Tangannya terus bergerak menekan Snar sesuai instrument yang di hafal nya. Sementara teman temannya mengikuti dengan suara pelan.
Ya Tuhan, ini beneran mirip banget sama penyanyi aslinya. Taani Menyimak baik baik setiap kata yang keluar dari mulut Dani tidak ada yang salah.
Dulu ketika Dani memasuki Bus untuk memulai pekerjaannya sebagai pengamen mengucap salam berbasa-basi dengan penumpang.Tersenyum ramah mengabaikan tatapan sinis karena tidak suka dengan kehadirannya, atau penumpang yang sesekali menguap karena bosan. Bahkan ada saja yang menutup wajah takut terkena cipratan ludah dari pengamen di hadapannya. Namun ketika tangan itu mulai memetik senar gitar, suara merdunya terdengar sampai kursi paling ujung Bus.
Wajah wajah yang tidak peduli itu mulai mendongak menatap dani dengan kagum, tangan atau kaki mereka mengetuk ngetuk lantai bus mengikuti lagu yang dinyanyikan oleh Dani.
“Keren... Dani!” Taani bertepuk tangan, saat pemuda di dekatnya itu selesai menyanyikan lagu yang di inginkan nya.
“Wah, aku sampai salah mengira loh.” Taani nyengir merasa berdosa.
"Maaf, aku kira kamu nggak bisa nyanyi lagu itu," Taani melirik sekilas pada pria yang masih duduk di bawah pohon yang tak jauh dengannya.
“Kamu belajar dimana?”
Dani berdehem kemudian meletakan kembali gitar di sampingnya. "Kakak ipar mau mendengarkan ceritaku? Hanya sebentar kok.”
Taani mengangguk mantap, tentu saja aku ingin mendengarnya.
Dani membetulkan posisi duduknya, menatap pria yang tengah serius berbicara dengan Reyhan yang sudah seperti padi siap di panen, semakin lama semakin menunduk.
”Si bodoh anak Sultan itu, pasti tidak bisa tes lagi." Dani menunjuk Reyhan, tersenyum getir.

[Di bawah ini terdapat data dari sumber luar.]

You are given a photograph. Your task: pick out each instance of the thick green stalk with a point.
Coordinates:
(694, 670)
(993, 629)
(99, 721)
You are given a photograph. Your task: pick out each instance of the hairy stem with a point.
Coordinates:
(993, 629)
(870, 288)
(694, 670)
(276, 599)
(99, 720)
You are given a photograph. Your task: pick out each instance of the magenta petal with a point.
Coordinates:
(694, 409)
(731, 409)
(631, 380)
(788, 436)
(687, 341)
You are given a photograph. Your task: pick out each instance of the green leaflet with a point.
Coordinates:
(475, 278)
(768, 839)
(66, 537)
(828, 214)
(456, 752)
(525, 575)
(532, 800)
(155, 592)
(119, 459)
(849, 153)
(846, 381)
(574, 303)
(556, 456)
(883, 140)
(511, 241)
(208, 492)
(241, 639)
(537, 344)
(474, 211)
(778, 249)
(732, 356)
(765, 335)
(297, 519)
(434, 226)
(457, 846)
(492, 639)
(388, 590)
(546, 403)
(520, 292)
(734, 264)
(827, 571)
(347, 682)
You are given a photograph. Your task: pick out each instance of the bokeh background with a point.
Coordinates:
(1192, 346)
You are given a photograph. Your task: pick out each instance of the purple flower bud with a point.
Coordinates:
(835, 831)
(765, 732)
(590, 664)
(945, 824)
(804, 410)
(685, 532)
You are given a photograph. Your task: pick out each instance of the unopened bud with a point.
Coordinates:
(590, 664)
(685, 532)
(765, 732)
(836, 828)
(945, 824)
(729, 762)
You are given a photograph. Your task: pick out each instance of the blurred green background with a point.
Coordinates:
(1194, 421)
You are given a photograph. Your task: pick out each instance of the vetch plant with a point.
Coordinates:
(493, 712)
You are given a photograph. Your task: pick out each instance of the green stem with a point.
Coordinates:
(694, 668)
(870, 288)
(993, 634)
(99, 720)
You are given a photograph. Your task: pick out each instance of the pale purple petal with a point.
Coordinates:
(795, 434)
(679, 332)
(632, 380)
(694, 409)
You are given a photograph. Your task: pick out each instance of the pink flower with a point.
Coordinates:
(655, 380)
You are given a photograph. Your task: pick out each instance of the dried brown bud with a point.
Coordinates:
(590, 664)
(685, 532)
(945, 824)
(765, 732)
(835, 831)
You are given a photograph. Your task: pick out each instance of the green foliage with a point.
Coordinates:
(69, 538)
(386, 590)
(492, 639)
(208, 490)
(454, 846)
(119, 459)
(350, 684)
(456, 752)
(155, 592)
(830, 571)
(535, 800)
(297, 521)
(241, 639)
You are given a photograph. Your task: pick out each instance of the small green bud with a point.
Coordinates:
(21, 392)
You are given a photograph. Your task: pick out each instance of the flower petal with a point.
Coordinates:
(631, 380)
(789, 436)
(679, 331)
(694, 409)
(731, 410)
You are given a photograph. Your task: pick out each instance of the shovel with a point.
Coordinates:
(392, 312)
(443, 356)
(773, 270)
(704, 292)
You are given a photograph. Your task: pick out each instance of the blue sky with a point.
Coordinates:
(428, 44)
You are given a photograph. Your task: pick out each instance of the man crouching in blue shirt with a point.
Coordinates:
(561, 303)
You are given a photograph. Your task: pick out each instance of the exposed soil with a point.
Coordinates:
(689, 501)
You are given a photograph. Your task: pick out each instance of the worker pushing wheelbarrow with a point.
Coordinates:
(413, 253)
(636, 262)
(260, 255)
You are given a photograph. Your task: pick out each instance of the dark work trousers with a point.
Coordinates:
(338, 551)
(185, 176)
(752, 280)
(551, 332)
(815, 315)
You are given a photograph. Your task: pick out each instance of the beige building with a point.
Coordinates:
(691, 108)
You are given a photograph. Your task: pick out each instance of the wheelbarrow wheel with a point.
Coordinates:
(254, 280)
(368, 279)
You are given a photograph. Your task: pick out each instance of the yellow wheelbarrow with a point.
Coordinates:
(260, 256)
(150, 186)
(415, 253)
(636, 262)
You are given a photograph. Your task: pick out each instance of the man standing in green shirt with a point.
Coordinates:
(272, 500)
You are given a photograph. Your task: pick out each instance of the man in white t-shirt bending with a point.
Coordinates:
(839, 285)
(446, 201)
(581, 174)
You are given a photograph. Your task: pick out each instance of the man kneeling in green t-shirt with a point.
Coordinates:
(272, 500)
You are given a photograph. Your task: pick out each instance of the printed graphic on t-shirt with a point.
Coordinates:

Kemudian menoleh menatap Taani sekilas.
“Kakak ipar, aku mengenal Bang Rizwan sekitar dua tahun yang lalu, aku ini pengamen jalanan Kak. Aku tidak mempunyai tujuan hidup. Aku hanya menjalani takdir yang sudah digariskan untuk ku, tidak pernah memikirkan hari esok, tidak pernah perduli tentang orang lain. Hidupku tidak pernah seberuntung orang lain kak, aku terlahir yatim piatu tidak tahu siapa orang tuaku. Dan aku hidup di panti sejak aku di lahir kan entah oleh wanita mana dan entah siapa yang menyimpan ku di halaman panti, menyedihkan memang” Dani tersenyum getir.
“ Tapi Bang Rizwan selalu bilang, aku harus berterimakasih pada wanita yang sudah mau melahirkan aku ke dunia ini, dan itu memang benar, aku bersyukur bisa dilahirkan di dunia ini, Kak.”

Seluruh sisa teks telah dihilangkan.